The main work is done in the calc_primes() function, which is what the workers run. It calculates all the prime numbers within a range defined by rangeTuple, a vector that contains two values: the lower and upper bounds of the range.

The rest of the code runs on the "manager". It calls the determine_subranges() function to define the different pieces of work to send to the workers. The MPIPoolExecutor.map() function actually handles all the complexity of coordinating communications with workers, farming out the different tasks, and then collecting the results.

The mpi4py documentation suggest that when using MPIPoolExecutor, your code should use the if __name__ == '__main__': code construct at the bottom of your main file in order to prevent workers from spawning more workers.

Submitting the Program to Slurm

Here we provide a Slurm script for running such a job.

#!/bin/bash

## Give your job a name to distinguish it from other jobs you run.
#SBATCH --job-name=MPIpool

#SBATCH --partition=normal

## Separate output and error messages into 2 files.
## NOTE: %u=userID, %x=jobName, %N=nodeID, %j=jobID, %A=arrayID, %a=arrayTaskID
#SBATCH --output=/scratch/%u/%x-%N-%j.out  # Output file
#SBATCH --error=/scratch/%u/%x-%N-%j.err   # Error file

## Slurm can send you updates via email
#SBATCH --mail-type=BEGIN,END,FAIL         # ALL,NONE,BEGIN,END,FAIL,REQUEUE,..
#SBATCH --mail-user=<GMUnetID>@gmu.edu     # Put your GMU email address here

## Specify how much memory your job needs. (2G is the default)

## Specify how much time your job needs. (default: see partition above)
#SBATCH --time=0-02:00   # Total time needed for job: Days-Hours:Minutes

#SBATCH --ntasks=51   # 50 workers, 1 manager
#SBATCH --mem-per-cpu=2G        # Total memory needed per task (units: K,M,G,T)

## Load the relevant modules needed for the job
module load python/3.9.9-jh openmpi/4.1.2-4a
source ~/MPIpool/bin/activate

## Run your program or script
srun -m NoPack python -m mpi4py.futures MPIpool.py

Be sure to replace the (including the < and >) with you own email address.

Because mpi4py is based on the MPI libraries, we need to load one of the MPI modules. Here I have chosen OpenMPI. When using slurm the mpirun or mpiexec program typically used to launch an MPI program is replaced with the mpi-aware slurm command srun.

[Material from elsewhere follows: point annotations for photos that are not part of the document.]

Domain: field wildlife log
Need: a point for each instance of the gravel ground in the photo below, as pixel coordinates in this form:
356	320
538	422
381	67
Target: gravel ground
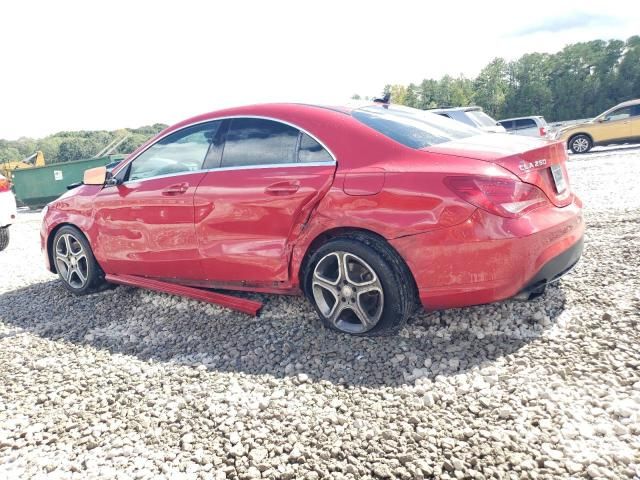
132	384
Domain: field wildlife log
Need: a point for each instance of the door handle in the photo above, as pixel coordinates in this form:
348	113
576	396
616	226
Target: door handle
282	188
177	189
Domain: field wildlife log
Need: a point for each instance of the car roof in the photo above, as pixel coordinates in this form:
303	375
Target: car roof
628	103
520	118
455	109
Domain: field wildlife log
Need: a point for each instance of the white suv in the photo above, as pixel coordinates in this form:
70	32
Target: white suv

Note that we set --ntasks=51 in order to allocate 1 manager and 50 workers. There must always be only 1 manager and at least 1 worker. The srun command takes care of launching the program in an "MPI aware" way using the resources allocated by slurm. If we wished we could run the job using multiple nodes by replacing the line:

#SBATCH --ntasks=51   # 50 workers, 1 manager
with:
#SBATCH --ntasks=51
#SBATCH --nodes=2
#SBATCH --cpus-per-task=1
#SBATCH --mem-per-cpu=2G

The runtime for this program using 50 workers is about 1 minute. That is significantly faster than the 45 minutes needed to run the program using a single core. Of course there is a point of diminishing returns (and even an added cost) in adding more and more workers. It is good to experiment with different numbers to see how many workers are optimal. The maximum number of cores that a user can request is currently 300. This may change in the future.

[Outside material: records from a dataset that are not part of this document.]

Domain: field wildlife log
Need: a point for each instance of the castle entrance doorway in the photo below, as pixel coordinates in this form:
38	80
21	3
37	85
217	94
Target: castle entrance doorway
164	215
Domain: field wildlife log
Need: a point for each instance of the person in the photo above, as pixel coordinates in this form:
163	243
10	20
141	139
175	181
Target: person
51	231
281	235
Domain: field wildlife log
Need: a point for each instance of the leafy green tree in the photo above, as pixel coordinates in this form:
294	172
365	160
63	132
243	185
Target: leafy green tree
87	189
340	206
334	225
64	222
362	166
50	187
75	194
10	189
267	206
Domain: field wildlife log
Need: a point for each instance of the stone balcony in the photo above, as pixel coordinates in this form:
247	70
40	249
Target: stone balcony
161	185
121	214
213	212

This is an example of an algorithm that is "embarrassingly parallel". It is very easy to divide it up into smaller pieces and pass them out. Most algorithms are not able to be parallelized in this way. MPI is a very mature library, and it has the tools to handle problems that are much more complex than this. It is the de facto standard for doing large scale parallelization, and if that is your goal you can benefit from learning more about it. Those interested in a more "Pythonic" library may want to look into Dask.